The control body said that more than half of the licenses issued by urban curators for hotel construction purposes do not comply with urban planning regulations. Most of these irregular licenses were issued between 2007 and 2010.
The situation was found during an audit carried out by the Comptroller's Office in the local mayor's offices of the areas of Usaquén, Chapinero, Suba and Teusaquillo. "Of a sample of 99 licenses reported to the Planning Secretariat of that city, 54 present irregularities in the design of the plans, do not guarantee accessibility or movement of people and exceed permitted uses," reported the Colombian newspaper El Tiempo.

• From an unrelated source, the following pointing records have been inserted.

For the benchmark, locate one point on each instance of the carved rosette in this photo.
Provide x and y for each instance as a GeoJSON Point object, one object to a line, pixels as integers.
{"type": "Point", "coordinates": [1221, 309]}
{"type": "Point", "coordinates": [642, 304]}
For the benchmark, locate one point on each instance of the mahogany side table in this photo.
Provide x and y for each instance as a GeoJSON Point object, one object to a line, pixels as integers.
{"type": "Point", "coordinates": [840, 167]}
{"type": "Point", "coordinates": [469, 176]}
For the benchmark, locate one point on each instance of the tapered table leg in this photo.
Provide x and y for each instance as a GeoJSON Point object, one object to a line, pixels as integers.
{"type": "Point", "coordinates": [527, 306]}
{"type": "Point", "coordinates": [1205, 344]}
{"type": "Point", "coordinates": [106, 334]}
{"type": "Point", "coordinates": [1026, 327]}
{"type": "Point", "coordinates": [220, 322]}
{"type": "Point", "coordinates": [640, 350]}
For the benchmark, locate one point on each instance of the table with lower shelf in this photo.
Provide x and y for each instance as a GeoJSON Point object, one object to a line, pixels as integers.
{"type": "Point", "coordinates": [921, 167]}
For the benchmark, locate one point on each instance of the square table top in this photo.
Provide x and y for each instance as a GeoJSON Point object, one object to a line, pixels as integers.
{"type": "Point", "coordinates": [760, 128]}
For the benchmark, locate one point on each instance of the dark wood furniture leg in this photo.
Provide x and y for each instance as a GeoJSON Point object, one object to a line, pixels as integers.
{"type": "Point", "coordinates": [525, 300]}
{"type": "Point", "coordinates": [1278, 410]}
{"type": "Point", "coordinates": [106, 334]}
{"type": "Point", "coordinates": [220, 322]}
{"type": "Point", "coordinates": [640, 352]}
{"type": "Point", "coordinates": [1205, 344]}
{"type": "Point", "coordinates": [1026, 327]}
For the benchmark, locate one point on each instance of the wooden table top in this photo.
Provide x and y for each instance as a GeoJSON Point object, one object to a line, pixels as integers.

As explained by the comptroller of Bogotá, Diego Ardila, "30% of the selected sample evidenced, in the approved projects, greater amounts of work, change of use and scale, modification of the design, construction of unauthorized works, suppression of parking lots and invasion of public space."
Given this evidence, the official warned that the fact of building more floors than authorized "entails a disorderly development and a deterioration of the sectors that have already been regulated."
According to the comptroller, these facts were sent to be investigated by the Attorney General's Office, the Prosecutor's Office and the Personería, even many of these projects could be involved in disciplinary and criminal proceedings.